Free Speech

By | Wednesday, July 04, 2007 Leave a Comment
As usual for our Independence Day celebration, I'm home trying to keep the dog from flipping out too much as various neighbors shoot off illegal explosives. Which I wouldn't mind so much if they would just be so kind as to blow off their hands in the process.

See, the idea behind Independence Day is to celebrate our freedoms. Which we've had a decreasing number of here since G.W. took office. Take, for instance, Gordon Lee...

Lee, back in 2004, was handing out comics for Halloween. One of those comics depicted a historically accurate scene with Pablo Picasso in the nude. Not doing anything racey, mind you, just he was an artiste and wasn't wearing clothes. The state of Georgia started slapping down lawsuits so fast, it made his head spin. Fortunately, the good folks at the Comic Book Legal Defense Fund heard about his case and began to help out, getting most of the trumped-up charges dropped entirely.

One of the few causes I really support is personal freedom. I believe that we should be free to pursue whatever we like, provided it doesn't directly and negatively impact others. It should be every person's right to act on their desires, regardless of how stupid and irresponsible it might be. No one has the moral right to tell me what to do, and it's my own damn fault if my actions lead to negative consequences for me.

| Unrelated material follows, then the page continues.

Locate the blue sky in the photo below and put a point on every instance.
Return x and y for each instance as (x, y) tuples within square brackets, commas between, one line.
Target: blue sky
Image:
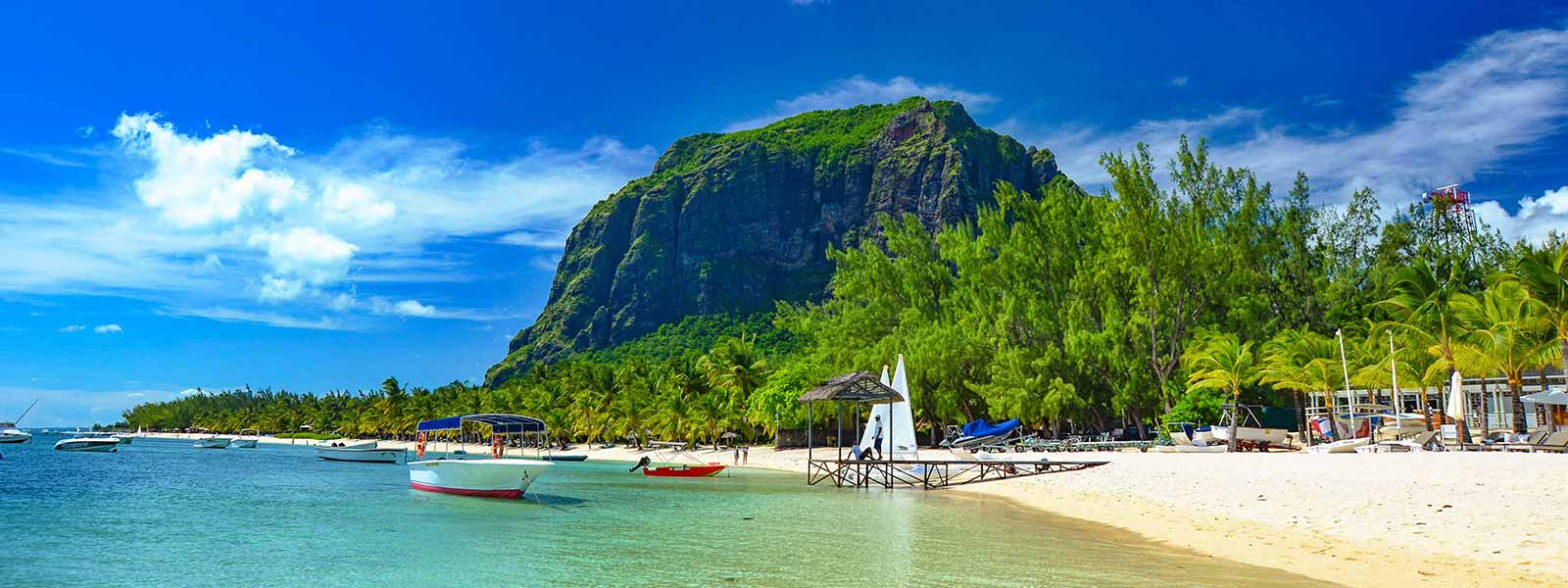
[(318, 196)]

Yes, it's a bit extreme. Yes, it's a bit Ayn Rand. But I also believe that it wouldn't hurt matters to cull the herd, so to speak, with some old fashioned Darwinism.

Back to Lee. He's got a trial date set for the middle of August, and and the CBLDF needs some more donations to help pay for legal fees. Sequential Tart's Editor-in-Chief, Katherine Keller, is willing to pony up an additional $1,000 if only ten more people provide donations. Another benefactor, Carl Rigney, has offered an additional $1,000 if Keller follows through. (Details here.)

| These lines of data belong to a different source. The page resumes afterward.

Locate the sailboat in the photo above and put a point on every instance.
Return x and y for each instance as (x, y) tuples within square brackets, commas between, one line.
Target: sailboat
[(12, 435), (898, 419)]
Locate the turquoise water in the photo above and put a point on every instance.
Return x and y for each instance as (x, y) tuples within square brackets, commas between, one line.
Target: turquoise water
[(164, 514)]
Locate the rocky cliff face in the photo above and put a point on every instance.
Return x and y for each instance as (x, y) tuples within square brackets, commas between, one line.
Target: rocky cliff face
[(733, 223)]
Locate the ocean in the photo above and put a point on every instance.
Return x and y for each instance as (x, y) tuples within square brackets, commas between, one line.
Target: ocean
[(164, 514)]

If you haven't yet made a donation to the CBLDF, please do so now. The death of Captain America, I think, is more symbollic than many people realize. He is the living embodiment of what the U.S. should stand for and, if art is a reflection of life, I think the folks at marvel -- while I still don't like the overall direction and tone they're taking -- are making a statement, however subtle, with his death. Freedom needs all the help it can get these days, and Gordon Lee does too.